Exploring Children’s Everyday (Design) Practices: Athens Course Rethinks Indeterminacy in Design
Compared to most adults, children seemingly care less about designed intentions and spaces/objects offer them possibilities for action that are hard to anticipate – their world appears to be less or undetermined, even in a highly structured environment like a hospital/child oncology ward.
How can architects design in ways that support children as everyday designers? Building upon the PhD research of Research[x]Designer Piet Tutenel, we had the opportunity to explore this question in the context of an Athens week together with eight motivated and talented student architects/designers from Czech Republic, Greece, Italy, Lebanon and Portugal: Benedetta Ballabio, Vasco Pinto, Daniele Florenzano, Anna Nektaria Georgiou, Theoni Gkesiou, Nour Naim, Jan Pospíšilík, and Stavroula Tziourtzia.
Even though they had never met before, and despite the heavy ‘social program’ prepared by BEST Leuven (Board of European Students of Technology), the students worked all week as a highly professional design team.

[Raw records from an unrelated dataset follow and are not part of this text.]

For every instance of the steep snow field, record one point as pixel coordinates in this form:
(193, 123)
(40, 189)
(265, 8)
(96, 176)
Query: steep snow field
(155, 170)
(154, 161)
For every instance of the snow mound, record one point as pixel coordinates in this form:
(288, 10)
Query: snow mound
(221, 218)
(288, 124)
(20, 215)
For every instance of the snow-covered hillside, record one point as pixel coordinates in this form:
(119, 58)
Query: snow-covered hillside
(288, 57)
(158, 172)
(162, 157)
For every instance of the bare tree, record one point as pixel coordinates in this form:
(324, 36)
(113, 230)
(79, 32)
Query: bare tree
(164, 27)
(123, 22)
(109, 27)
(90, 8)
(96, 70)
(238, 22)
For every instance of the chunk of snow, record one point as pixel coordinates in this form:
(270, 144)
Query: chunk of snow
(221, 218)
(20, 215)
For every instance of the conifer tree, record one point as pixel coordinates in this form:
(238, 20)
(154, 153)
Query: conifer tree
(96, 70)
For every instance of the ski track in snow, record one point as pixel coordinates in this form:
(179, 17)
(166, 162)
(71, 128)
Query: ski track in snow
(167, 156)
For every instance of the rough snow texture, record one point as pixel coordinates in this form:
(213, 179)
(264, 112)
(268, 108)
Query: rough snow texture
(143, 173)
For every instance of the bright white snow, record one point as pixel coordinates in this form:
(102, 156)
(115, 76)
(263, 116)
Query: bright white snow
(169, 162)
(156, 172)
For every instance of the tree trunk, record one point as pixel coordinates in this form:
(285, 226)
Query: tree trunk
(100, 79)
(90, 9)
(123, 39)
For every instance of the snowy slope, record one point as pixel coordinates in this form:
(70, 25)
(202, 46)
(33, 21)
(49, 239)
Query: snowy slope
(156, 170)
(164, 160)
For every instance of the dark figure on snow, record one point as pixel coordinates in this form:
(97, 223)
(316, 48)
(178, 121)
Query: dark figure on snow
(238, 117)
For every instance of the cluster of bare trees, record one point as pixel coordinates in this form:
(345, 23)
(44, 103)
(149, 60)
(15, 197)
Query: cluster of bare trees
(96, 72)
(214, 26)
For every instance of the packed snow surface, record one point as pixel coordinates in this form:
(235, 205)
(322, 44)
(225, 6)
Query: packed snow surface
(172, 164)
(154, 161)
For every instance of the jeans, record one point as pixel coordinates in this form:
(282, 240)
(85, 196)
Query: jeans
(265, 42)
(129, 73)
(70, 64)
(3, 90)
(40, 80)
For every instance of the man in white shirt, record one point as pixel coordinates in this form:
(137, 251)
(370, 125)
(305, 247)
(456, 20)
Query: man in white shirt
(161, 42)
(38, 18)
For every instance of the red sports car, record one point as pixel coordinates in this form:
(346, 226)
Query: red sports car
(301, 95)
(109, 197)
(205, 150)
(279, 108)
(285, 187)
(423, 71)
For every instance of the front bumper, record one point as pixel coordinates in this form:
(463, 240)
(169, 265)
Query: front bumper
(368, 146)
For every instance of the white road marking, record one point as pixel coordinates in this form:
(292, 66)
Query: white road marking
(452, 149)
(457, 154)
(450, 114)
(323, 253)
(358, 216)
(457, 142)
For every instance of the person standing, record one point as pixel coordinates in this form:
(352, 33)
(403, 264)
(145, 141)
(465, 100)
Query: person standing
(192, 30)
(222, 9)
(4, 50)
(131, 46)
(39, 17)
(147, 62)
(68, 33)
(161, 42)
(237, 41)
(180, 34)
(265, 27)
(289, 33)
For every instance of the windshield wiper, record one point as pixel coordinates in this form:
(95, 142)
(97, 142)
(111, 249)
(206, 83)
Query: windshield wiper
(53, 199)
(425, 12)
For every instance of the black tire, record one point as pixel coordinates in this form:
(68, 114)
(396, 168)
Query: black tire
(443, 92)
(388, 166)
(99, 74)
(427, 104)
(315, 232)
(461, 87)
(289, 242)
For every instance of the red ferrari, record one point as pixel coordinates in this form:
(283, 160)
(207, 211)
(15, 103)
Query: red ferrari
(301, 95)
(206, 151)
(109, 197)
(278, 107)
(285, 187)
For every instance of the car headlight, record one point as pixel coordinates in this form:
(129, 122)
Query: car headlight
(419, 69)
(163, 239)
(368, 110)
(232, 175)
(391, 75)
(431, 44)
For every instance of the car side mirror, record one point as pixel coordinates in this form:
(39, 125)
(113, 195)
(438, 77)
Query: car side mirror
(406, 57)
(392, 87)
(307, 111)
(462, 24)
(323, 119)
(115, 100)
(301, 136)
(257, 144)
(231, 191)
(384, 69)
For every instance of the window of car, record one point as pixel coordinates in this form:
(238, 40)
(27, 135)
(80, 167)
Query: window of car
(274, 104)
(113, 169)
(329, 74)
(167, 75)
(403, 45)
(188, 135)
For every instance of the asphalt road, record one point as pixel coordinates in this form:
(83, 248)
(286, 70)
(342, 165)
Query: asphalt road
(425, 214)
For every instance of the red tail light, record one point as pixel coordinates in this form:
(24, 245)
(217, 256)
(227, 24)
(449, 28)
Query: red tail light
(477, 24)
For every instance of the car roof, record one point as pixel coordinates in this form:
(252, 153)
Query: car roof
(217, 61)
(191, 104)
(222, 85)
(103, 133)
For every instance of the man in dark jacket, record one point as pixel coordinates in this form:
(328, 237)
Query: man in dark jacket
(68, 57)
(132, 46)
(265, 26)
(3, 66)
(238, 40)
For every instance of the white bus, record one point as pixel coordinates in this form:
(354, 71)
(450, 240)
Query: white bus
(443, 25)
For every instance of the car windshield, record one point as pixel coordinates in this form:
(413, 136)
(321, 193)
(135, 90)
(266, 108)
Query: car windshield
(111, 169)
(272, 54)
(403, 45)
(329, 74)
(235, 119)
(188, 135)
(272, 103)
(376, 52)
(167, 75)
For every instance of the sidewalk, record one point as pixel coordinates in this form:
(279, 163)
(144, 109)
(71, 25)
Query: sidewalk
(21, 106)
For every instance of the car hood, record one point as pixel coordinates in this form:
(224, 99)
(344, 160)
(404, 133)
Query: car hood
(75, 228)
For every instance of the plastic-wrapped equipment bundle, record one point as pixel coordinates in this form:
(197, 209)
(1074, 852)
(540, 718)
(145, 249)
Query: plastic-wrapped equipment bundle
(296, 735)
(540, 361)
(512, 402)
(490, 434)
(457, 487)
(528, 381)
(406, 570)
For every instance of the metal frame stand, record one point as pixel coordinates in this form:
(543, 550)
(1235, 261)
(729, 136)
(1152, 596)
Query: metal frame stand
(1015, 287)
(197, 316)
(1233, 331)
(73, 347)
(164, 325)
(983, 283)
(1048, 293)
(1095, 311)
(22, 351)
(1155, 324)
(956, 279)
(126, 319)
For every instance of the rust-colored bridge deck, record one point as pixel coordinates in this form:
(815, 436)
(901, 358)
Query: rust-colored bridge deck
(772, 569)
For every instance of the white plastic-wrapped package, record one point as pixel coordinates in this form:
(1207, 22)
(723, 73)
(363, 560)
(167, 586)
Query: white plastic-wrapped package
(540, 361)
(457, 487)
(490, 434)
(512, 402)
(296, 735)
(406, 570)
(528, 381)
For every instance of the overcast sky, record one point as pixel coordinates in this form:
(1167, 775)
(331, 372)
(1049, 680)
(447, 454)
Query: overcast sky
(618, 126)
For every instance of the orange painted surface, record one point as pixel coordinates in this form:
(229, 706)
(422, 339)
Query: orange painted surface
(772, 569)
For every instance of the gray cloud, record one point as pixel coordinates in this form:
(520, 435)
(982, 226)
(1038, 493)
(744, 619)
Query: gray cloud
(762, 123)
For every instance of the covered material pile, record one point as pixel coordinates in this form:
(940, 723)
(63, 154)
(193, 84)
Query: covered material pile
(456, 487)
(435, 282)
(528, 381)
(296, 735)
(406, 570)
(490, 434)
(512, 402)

The team focused on a real-world design brief – the redesign of a child oncology ward in a Flemish university hospital – but, in doing so, designed spatial interventions that can be flexibly applied to other hospital environments as well. The ‘Sponge Therapy’, as they labelled the set of interventions, addresses issues related to circulation, interaction & gathering, isolation, and intimacy, and can take form in different sizes, shapes, and materials.
The sponge was chosen as a metaphor because it is a tactile material; a complex, porous object with many layers, that contracts and expands, and as such, represents an infinite combination of patterns.
The sponge also reflects the approach the team adopted to inform their design: they combined a variety methods to gain and absorb insights about care design and children’s practices, e.g., observing children’s everyday routines in a school; watching together a documentary about children affected by cancer – “devastating but necessary”; analyzing spaces designed for children with an impairment; and interviewing and consulting with various experts – an interior architect, a pediatric oncologist, a head nurse, a design researcher and, last but not least, two young cancer survivors.
We are very grateful to the students for taking on this complex challenge, and truly impressed by the inspiring and hopeful way in which they addressed it. And we look forward to further opportunities for us to continue our collaboration, and for the sponge to expand.
A big thank you also to everyone who made this week possible: Alba Balmaseda Dominguez, Pascale Conard, Wout Gastmans, Geneviève Laureys, Annelies Mannaerts, Piet Tutenel, Pieter Vandekerckhove, Elfi Van der Borght, Begga Willems and the children of De Klare Bron, and to Kom op tegen Kanker for the support.